Bedtime is one of my favorite times of the day. Not because of my kids going to sleep, but because I get to wrap up the day with them.

On one particular evening, however, as I walked across that squeaky old floor toward the kids’ bedroom, I was hoping bedtime would be easy. The routine includes a story, a quick prayer, kisses goodnight, and saying “I love you” to one another. At bedtime, I can forget my daily stress. No bills. No problem-solving. But, for whatever reason, on this night I just wanted “me” time. Little did I know my attitude was about to quickly shift the brightly shining spotlight away from me.

That night, my oldest son prayed, “God, I thank you for my dad preaching, but I wish he could spend more time with me. He doesn’t get to very much.”

I left his room wondering, What am I doing? How could I miss this?And then there was mental pushback—But I’m doing God’s work!—as I attempted to justify my actions.

I have always given everything I have to my ministry. I had watched my grandfather put forth seemingly endless effort and timeless hours to his 60-year ministry. I often wonder how my mother felt growing up as a PK. At the end of my grandfather’s life, he wasn’t known for his ability to preach—although he did that well—but for his genuine love for others. His example was one of the clearest I had. From day one of ministry, I believed if you’re willing to go all in, you must be willing to go all out.

So, I’d spend hours with people, making connections, preparing sermons, and coming up with church-growth ideas. And I worked another job to make ends meet. I wanted to bring people to Jesus, but I’d be lying if I said I didn’t want to have a vibrant, successful, growing church.

At his age, my son doesn’t have a filter; his prayer was real . . . it was from his heart and brutally honest. And it revealed that many of my motivations were selfish, prideful, and wrong. As I sat on our old brown couch that sinks to the floor, I couldn’t help but think I had missed the present by focusing on the future.

While I was busy connecting people to Jesus, leading a church, building my résumé, I had put my family in the back seat.
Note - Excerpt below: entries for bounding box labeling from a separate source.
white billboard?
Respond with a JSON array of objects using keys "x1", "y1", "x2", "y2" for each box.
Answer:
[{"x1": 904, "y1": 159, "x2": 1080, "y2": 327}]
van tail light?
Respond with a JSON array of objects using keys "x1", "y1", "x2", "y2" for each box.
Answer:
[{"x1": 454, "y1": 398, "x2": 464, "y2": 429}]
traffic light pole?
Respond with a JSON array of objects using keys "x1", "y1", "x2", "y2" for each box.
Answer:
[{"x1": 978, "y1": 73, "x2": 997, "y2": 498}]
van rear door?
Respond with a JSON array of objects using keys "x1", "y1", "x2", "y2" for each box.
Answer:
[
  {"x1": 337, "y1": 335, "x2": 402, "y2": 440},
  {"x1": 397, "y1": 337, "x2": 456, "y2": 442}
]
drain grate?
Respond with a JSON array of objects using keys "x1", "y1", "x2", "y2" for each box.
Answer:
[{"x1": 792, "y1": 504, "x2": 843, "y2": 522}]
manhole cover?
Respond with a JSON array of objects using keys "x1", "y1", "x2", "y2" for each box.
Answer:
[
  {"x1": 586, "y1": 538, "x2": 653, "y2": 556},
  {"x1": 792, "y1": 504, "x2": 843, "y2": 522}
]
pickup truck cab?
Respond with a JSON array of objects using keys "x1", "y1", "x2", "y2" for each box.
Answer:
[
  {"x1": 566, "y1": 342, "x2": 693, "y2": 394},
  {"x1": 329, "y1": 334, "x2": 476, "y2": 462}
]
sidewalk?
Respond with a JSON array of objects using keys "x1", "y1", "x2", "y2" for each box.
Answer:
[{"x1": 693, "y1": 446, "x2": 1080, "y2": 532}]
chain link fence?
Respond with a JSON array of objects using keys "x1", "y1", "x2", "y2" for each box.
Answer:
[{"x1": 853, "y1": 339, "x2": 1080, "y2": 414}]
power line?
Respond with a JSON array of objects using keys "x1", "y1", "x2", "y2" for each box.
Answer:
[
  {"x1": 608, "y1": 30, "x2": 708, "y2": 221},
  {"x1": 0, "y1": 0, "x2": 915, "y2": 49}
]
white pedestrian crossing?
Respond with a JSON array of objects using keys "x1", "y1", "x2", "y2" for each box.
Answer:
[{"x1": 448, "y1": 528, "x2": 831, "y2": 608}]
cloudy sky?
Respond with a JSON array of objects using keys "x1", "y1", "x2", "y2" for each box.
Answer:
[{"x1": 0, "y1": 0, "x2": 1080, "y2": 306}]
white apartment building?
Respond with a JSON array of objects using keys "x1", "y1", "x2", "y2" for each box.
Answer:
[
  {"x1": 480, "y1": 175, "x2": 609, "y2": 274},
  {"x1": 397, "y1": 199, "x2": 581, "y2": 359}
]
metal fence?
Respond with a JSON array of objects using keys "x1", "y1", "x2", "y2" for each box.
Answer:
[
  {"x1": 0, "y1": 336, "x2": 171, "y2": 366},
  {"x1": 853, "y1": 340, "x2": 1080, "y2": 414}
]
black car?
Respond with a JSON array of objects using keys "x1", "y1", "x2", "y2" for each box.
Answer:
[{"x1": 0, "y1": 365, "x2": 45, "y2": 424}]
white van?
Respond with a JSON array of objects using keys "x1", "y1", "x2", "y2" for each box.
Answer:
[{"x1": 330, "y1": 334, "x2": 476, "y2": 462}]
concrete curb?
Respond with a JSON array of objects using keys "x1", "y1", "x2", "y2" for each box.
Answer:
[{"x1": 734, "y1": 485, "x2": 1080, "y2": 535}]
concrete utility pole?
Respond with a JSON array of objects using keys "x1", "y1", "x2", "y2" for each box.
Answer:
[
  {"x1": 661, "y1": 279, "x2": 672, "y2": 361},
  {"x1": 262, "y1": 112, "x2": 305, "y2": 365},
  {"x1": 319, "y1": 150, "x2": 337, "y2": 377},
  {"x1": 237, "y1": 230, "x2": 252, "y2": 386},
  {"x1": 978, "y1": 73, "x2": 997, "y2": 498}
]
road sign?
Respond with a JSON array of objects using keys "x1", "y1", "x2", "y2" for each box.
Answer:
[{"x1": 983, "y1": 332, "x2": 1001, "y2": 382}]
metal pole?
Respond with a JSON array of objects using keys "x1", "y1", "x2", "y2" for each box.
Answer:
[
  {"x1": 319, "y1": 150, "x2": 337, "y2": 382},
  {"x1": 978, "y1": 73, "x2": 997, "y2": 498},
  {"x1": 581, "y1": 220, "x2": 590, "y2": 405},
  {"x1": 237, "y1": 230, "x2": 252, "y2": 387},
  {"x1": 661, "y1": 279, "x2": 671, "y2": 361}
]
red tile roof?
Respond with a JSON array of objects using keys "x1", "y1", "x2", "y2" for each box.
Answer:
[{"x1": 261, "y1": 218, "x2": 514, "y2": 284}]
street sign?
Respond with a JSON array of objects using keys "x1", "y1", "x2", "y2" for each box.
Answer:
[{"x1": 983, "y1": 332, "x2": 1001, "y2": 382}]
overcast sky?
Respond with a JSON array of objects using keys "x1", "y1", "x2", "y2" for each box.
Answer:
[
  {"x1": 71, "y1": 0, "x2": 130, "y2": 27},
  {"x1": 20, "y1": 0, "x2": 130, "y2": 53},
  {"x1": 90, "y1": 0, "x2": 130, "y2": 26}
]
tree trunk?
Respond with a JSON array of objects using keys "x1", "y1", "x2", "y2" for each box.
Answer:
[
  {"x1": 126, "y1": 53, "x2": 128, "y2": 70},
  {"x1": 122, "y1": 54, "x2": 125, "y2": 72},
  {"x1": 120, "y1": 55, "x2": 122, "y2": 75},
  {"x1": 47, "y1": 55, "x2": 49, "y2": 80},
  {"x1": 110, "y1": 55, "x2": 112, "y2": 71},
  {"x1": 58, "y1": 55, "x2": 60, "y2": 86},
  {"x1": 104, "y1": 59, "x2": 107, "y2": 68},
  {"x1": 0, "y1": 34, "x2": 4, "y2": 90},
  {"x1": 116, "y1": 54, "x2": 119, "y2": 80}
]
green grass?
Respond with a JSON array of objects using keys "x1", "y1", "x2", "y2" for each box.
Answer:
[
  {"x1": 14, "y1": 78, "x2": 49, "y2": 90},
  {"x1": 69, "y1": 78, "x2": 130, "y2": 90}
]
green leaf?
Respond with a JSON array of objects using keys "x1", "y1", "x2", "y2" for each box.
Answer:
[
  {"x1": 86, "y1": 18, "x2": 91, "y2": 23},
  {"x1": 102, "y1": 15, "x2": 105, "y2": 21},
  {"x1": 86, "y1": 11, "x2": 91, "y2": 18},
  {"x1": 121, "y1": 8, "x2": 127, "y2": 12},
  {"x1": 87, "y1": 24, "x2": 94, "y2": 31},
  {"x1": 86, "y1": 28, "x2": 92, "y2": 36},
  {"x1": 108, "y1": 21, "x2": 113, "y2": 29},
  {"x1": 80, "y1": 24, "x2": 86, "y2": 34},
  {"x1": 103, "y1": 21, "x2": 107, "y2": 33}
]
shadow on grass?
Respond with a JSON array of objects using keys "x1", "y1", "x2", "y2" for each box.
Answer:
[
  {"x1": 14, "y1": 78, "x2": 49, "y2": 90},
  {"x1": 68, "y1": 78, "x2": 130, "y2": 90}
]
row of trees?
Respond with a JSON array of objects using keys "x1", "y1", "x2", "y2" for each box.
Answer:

If I can’t lead my family, I asked myself, what business do I have leading an even bigger family?

Proverbs tells us to train up our children in the way they should go. Still, I wondered what ways I was training my kids to go. I was humbled that day, but I was also thankful for the timing. I believe God used a little boy to change a grown man.

Micah Stephen serves as lead minister at Odon (Indiana) Christian Church.